Acta fabula
ISSN 2115-8037

Dossier critique
2013
Novembre-Décembre 2013 (volume 14, numéro 8)
titre article
Alexandre Gefen

D’une crise l’autre : le roman

Michel Raimond, La Crise du roman. Des lendemains du Naturalisme aux années vingt, Paris : José Corti, 1966, 539 p.

1En ouvrant en 1966 son essai de cinq cents pages La Crise du roman des lendemains du Naturalisme aux années vingt par le constat du caractère « chronique de l’affection dont paraît souffrir le roman1 », Michel Raimond fit assurément plus que d’user d’un artifice rhétorique. L’essai, magistral d’érudition, riche d’un millier de notes issues de sources de la critique du tournant du siècle souvent inaccessibles ou oubliées, mit à la disposition des lecteurs un corpus considérable de réflexions critiques permettant de tracer une archéologie d’une première crise du roman — crise qu’il fut assurément difficile de ne pas voir comme prémonitoire de celle du Nouveau roman : « On continue de parler de la crise du roman, et souvent dans des termes bien proches que ceux que nous avons rencontrés dans notre étude2 » justifie le critique pour lequel la continuité des mises en cause du roman s’explique par « l’état d’installation »3 de la crise du roman naturaliste.
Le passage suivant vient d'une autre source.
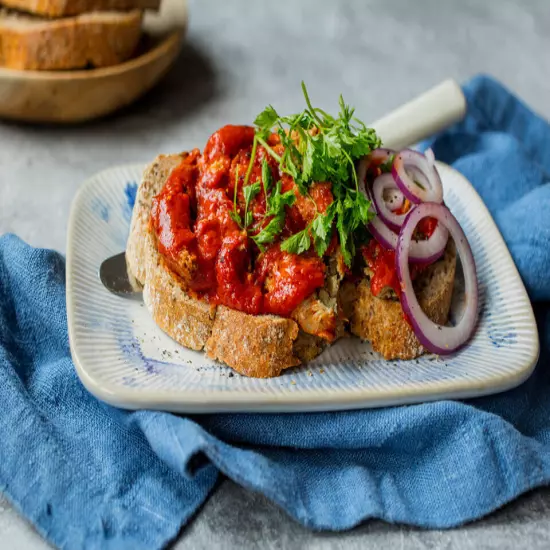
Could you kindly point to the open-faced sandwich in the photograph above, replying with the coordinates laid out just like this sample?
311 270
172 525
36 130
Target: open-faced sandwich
280 238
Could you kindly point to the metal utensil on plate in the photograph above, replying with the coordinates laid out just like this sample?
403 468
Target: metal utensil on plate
429 113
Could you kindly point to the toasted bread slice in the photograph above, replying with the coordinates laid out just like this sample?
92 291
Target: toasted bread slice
382 320
260 346
98 39
59 8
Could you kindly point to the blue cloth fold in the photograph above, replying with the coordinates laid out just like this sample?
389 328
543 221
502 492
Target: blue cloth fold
92 476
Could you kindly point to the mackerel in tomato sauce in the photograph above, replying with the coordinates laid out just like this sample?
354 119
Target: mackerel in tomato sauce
193 220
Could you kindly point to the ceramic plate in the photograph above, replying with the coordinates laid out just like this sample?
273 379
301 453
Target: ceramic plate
123 358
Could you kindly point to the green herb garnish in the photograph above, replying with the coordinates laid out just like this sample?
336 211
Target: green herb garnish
317 148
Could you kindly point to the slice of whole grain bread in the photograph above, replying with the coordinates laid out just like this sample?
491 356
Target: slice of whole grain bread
260 346
98 39
382 320
61 8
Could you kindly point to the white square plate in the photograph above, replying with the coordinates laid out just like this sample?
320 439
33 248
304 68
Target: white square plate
123 358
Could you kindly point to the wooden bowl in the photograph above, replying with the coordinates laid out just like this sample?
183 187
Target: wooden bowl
77 96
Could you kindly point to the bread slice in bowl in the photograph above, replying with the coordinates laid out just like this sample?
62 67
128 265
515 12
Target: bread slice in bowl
98 39
63 8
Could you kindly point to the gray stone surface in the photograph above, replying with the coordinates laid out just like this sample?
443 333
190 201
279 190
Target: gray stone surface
239 57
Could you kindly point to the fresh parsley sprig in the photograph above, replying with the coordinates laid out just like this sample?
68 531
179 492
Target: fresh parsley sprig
319 147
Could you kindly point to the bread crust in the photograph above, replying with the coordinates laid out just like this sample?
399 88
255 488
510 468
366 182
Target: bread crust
254 345
98 39
382 321
59 8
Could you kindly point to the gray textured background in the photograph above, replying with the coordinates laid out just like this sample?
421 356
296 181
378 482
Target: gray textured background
239 57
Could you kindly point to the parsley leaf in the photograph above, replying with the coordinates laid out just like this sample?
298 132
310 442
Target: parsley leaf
267 177
298 243
270 231
317 147
235 216
267 118
321 229
249 192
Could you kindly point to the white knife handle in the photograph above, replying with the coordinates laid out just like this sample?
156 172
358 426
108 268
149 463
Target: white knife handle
422 117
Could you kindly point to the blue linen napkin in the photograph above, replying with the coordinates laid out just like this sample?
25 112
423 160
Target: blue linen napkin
92 476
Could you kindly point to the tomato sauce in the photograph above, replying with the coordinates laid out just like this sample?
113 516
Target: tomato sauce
194 210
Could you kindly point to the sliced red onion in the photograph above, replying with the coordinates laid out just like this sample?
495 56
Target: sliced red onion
429 154
410 167
437 338
394 199
380 185
378 156
421 252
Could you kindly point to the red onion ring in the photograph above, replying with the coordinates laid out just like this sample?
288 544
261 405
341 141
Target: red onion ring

Défendue en chaire en Sorbonne et reprise par deux autres essais universitaires devenus des classiques (une synthèse historique Le Roman depuis la révolution, 1981, et une étude de poétique du récit Le Roman, chez Armand Colin, 1991), la thèse de Michel Raimond articule la poétique du roman à une ontologie des personnages, du temps et de l’espace et la crise interne de leurs représentations, affectées dès le début du siècle dernier par la phénoménologie, la philosophie du langage et la crise de l’humanisme européen.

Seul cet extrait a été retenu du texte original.